A typical structure consists of nodal connectors, or clusters, of thin-wall pipe sockets. Connecting these nodes are longitudinal members, or small-diameter timber (SDT) posts. SDT ends then slide-fit into nodal sockets, and a tensioning system compresses the assembly into a rigid, load-bearing structure. The posts, made from the decay-resistant black locust (robinia pseudoacacia) hardwood species, provide two to three times the compressive strength of concrete, according to the inventor.
“[Winning the category] gives exposure to our mission. SustainableScience.org Inc. is a non-profit engineering R&D charity, run on behalf of humanity by unpaid volunteers. Its end products, through engineering science, seek to transform sustainability into a tool of development. We see our role as providing both the technology and the dynamics for public/private sector alliances to generate wealth and empower communities.”
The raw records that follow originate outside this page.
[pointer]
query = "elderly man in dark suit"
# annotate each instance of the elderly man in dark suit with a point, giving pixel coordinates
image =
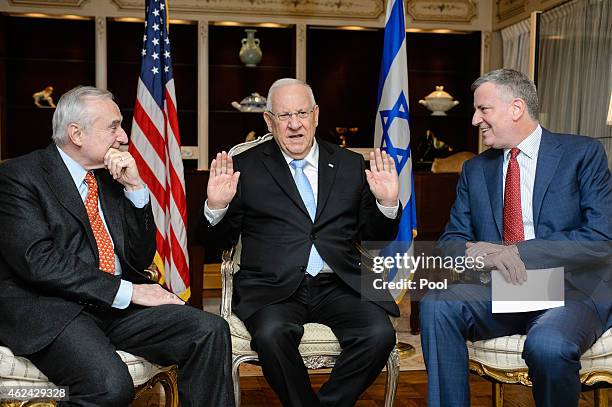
(548, 198)
(300, 205)
(77, 233)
– Ibrahim Al Khattat, Inventor
By virtue of the connection mechanism, LPSA bridges dissipate distortion energy, offering a sustainable option for regions prone to earthquakes, hurricanes, and floods. The technology has won several R&D grants in the United Kingdom and the United States.
CCFL as Alternative to CFL and LED
As an alternative to LED technology, A Versa Lighting (AVL) developed Green Star-compliant light fixtures based on Cold Cathode Fluorescent Lamp (CCFL) devices. The CCFL design restricts light dissipation as the adjacent coils obstruct the light of each other, reducing emission efficiency. The replaceable light engine reuses the driving circuitry. Optically optimized components and microprocessor supervisory capabilities enable dimming, remote control, and integration functions into smart energy management systems. The light engines exhibit comparable efficiency profiles with alternative power sources, such as batteries charged from solar, wind, and water power sources.
For more information, visit www.techbriefs.com/ctf_ccfl.
AirWatt Air-Driven Power
Los Alamos, NM
Whereas solar-powered machinery only works during sunlight hours, the AirWatt power plant can run close to 24 hours per day in some locations. AirWatt plants use atmospheric air as their heat source and evaporating water as their heat sink. The warm air is used to boil a refrigerant, which turns a turbine, and the water evaporation then condenses the refrigerant. The AirWatt air is cooled further in a heat exchanger, and then it flows to surfaces in the condenser where water films flow downward. Since the air has been cooled considerably, it becomes quite cold as it evaporates water on the condenser surfaces. After the cold air leaves the condenser, it flows back through the heat exchanger to provide cooling for the incoming air.